Got rid of ineffective missile shield in Poland and Czech Republic.
Negotiated a treaty with the Russians to reduce the nuclear arsenal of both countries and managed to get it approved by the Senate.
Put Sonia Sotomayor and Elena Kagan on the Supreme Court
Despite the rise of the Right and the Tea Party we are making more progress on DOMA than anyone could have hoped.
Oversaw the elimination of Osama Bin Laden, an objective that had totally escaped the Bush Administration.
Set a new standard, which will eventually require a 54.5-mpg fleet average (roughly 163 grams of CO2 per mile), will effectively double the average fuel economy of US vehicles by 2025.
Set new standards for commercial trucks to reduce by up to 20 percent fuel consumption and pollution emissions, beginning with 2014 models. Heavy-duty pickups and vans, will need to curb fuel use and emissions to achieve up to a 15 percent reduction by 2018. So-called "vocational vehicles," such as garbage trucks or fire engines, will have to cut emissions and fuel use by about 10 percent by 2018.

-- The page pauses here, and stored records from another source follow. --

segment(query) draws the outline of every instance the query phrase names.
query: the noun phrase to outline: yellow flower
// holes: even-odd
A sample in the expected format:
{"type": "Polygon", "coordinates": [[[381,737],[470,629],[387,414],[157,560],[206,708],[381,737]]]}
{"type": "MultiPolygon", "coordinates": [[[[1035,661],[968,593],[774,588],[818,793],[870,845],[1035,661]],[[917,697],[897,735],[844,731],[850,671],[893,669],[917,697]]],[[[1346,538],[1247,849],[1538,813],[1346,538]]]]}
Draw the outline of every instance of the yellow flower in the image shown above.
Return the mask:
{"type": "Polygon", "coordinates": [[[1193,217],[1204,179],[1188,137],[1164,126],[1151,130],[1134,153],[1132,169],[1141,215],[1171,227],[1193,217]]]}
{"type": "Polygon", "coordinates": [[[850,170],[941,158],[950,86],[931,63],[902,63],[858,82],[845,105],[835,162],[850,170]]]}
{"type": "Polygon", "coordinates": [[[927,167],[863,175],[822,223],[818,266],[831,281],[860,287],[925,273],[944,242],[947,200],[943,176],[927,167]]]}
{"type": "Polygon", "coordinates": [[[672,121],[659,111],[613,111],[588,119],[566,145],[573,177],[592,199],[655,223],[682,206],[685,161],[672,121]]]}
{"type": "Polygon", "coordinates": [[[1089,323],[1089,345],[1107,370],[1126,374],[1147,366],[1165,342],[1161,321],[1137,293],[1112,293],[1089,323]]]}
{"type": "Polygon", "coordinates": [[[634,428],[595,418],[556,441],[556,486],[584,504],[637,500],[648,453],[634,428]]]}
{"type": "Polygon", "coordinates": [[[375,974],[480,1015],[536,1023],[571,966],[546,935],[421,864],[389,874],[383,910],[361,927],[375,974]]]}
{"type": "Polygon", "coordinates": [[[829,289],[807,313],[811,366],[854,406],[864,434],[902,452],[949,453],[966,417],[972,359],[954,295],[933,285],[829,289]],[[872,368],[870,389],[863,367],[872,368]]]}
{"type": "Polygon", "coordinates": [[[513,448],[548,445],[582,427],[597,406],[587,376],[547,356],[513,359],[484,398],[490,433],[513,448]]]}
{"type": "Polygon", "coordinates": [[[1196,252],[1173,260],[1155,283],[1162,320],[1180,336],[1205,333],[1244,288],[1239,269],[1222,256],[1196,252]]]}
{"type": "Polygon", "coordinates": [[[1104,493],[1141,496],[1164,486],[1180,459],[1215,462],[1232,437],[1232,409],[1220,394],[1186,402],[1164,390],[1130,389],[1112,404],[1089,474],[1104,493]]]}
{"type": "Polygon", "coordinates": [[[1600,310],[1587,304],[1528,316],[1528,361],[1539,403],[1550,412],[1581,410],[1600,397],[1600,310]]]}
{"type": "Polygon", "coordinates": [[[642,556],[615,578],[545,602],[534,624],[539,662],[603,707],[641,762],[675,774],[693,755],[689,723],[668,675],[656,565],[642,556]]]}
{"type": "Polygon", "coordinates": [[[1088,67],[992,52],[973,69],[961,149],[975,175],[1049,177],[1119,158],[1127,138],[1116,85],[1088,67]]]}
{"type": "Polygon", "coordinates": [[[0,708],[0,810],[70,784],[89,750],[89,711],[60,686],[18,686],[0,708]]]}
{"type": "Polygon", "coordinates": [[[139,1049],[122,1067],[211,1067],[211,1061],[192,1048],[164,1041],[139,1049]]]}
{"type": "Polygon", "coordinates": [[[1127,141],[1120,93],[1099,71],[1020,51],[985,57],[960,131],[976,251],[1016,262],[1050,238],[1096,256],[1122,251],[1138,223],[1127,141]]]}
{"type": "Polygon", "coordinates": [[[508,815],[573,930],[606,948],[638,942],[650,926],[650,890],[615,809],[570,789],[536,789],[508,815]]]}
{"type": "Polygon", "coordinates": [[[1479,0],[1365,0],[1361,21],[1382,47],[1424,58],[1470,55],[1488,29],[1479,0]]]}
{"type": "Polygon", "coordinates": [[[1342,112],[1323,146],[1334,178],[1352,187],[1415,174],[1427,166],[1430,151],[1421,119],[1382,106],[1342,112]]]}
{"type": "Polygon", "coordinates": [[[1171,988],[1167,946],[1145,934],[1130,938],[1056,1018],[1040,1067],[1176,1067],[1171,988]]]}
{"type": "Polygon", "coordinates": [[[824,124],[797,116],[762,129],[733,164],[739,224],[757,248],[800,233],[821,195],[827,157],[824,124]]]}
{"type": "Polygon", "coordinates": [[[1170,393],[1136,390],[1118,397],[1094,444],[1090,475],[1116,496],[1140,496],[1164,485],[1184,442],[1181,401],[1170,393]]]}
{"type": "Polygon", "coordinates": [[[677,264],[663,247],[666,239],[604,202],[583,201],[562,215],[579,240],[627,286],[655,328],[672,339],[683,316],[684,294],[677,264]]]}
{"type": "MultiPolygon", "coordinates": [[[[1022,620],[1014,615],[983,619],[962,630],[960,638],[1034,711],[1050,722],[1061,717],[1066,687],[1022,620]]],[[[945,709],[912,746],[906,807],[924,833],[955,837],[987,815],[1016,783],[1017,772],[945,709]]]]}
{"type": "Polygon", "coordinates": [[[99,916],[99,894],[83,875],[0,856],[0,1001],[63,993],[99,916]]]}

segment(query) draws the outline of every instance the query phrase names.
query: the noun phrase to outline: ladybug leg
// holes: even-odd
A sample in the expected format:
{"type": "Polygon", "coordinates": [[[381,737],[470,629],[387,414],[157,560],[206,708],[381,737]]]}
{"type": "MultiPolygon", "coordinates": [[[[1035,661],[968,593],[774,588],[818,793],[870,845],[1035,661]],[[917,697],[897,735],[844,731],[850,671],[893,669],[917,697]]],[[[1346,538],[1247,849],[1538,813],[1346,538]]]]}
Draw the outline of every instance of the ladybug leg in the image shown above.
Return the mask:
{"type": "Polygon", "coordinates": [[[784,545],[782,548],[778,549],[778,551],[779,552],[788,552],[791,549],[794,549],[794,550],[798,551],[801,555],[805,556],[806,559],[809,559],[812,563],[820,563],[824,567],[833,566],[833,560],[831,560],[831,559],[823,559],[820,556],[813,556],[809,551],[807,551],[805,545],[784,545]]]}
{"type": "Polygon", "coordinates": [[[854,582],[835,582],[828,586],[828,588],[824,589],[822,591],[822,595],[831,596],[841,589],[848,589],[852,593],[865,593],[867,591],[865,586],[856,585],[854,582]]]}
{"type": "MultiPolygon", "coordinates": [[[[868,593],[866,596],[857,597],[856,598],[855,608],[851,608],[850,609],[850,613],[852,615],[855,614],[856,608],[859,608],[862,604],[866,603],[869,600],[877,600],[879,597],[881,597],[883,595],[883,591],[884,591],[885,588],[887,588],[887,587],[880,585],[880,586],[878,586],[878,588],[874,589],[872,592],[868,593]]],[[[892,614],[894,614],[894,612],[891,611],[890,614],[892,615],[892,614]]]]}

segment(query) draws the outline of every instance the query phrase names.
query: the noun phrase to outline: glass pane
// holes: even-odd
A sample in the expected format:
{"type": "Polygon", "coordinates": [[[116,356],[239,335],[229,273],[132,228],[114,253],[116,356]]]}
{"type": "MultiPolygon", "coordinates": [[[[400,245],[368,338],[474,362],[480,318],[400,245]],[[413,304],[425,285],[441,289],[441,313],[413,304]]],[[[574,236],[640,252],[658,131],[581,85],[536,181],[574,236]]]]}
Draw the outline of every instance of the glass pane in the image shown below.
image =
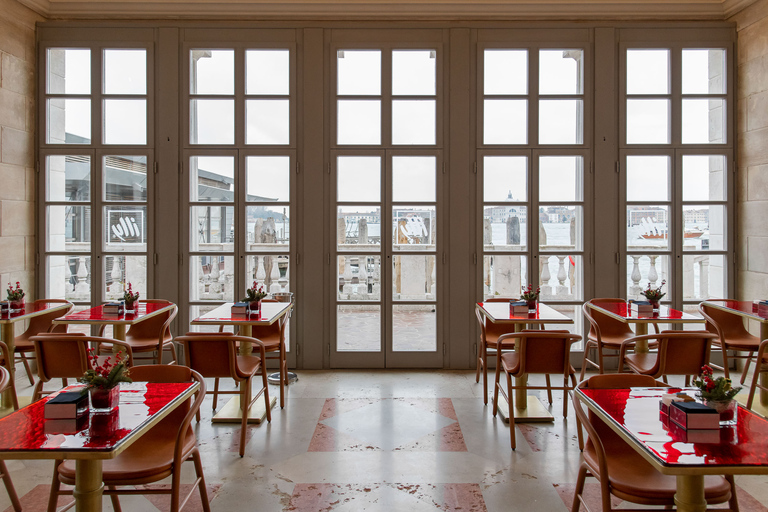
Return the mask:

By executive order eliminated expensive copays for birth control.
And I am sure I missed many achievements.
Clinton did a terrific job in raising taxes early in his term, which together with an agreement with Fed Chairman Greenspan, to lower interest rates, brought on the eight most prosperous years in a very long time and wiped out the deficit. But he was lucky to get it passed. It passed by a tie vote in the Senate with the VP breaking the tie, which by the way shows that bringing prosperity is not a sure fire way to win a mid-term election.
Nevertheless, Clinton after losing the midterms, swung Right, employed that hired gun, Dick Morris, became famous for triangulation, and presided over, among many other things, the repeal of the Glass–Steagall Act, which probably was largely responsible for the bank crisis, presided over the abolition of Welfare, signed into law the "Don't ask, Don't Tell" and couldn't stop the enactment of the Defense of Marriage Act (DOMA).
Yet the base never savaged him. Somebody tell me why these Presidents are treated so differently?
Well, maybe because Obama unrealistically promised both to be a post-partisan and a transformational President, which are contradictory and impossible to achieve. But it should have been obvious that these are aspirational goals, not achievable ones.